Leaving aside for a moment the enormous level of risk one assumes, we often feel tempted to buy a single stock because we think we know something about it.
Maybe you’re in the same sector professionally. As the great Peter Lynch, manager of the legendary Fidelity Magellan Fund, once put it, investors should buy what they know.
He didn’t mean buy your own firm’s stock. Rather, Lynch believes that having a job in the telecom business or manufacturing or retail means you probably know more about your firm and its competitors than a typical New York-based analyst. Enough to have an edge.
Nevertheless, that edge can cut both ways. Your knowledge of a given economic sector or understanding of an asset class — say, real estate or mining — gives you a leg up, for sure.
At the same time, however, a gut feeling on stocks floods your brain with confidence, even dangerous levels of overconfidence.
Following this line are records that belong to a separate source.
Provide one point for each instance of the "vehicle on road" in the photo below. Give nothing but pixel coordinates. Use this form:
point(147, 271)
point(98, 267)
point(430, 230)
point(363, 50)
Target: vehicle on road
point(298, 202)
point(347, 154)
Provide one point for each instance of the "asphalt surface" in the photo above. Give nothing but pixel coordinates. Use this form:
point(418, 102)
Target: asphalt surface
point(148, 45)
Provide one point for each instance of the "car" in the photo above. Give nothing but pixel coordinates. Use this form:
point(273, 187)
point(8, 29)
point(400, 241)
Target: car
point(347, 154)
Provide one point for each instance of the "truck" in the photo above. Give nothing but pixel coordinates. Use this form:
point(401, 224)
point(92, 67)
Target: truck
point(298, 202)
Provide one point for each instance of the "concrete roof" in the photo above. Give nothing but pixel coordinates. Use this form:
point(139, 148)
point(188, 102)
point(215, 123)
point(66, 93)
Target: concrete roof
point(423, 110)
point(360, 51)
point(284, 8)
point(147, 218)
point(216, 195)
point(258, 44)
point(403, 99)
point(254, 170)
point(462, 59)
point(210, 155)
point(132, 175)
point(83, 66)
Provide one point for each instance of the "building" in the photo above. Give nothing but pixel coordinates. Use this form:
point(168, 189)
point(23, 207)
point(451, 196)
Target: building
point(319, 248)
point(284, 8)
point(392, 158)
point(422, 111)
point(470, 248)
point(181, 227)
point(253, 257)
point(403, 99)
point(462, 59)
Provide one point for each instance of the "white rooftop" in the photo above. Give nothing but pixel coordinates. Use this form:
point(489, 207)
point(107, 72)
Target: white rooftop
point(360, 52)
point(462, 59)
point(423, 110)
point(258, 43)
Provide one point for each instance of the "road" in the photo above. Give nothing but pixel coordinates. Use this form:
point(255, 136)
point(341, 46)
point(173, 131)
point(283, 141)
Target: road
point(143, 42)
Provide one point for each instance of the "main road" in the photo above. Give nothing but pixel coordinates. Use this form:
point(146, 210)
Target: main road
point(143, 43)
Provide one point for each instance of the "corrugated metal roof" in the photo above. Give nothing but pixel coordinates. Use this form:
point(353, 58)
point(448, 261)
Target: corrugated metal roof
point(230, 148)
Nate Silver, the statistician best known for accurately calling the last presidential election, talked recently about the problem of overconfidence in an interview.
Referring to the behavioral finance pioneer Daniel Kahneman, Silver explained that the reason so many “experts” get things totally wrong is, in large part, because they are experts.
In short, they know too much, so much that they sometimes confuse their personal views with facts. They’re drowning in their own Kool-Aid.
Most things are fundamentally too complicated to easily guess the outcome, Silver explains. Overconfidence causes us to discount the risks and plunge ahead, only to find out later how wrong we can really be.
So, should you never buy a single company’s stock? Or invest in single asset classes? Well, that’s a bit much, perhaps.
But retirement investors should understand that the “gut feeling” they have that a stock will rise or that an asset class is due to rebound is about 50% knowledge and 50% pure emotion.
Certainty is an emotion, one that blinds you to risk. Anybody who has ever bought a stock at “the bottom” and watched it fall even farther knows this feeling.
“How could the whole market be so wrong?” you think to yourself, “Why don’t they understand the fundamentals at work here?”
The “market” doesn’t know what you personally know. But it also doesn’t overvalue what you mistakenly believe.
That’s why the market sells off some investments from time to time — until it’s the right moment to buy back in.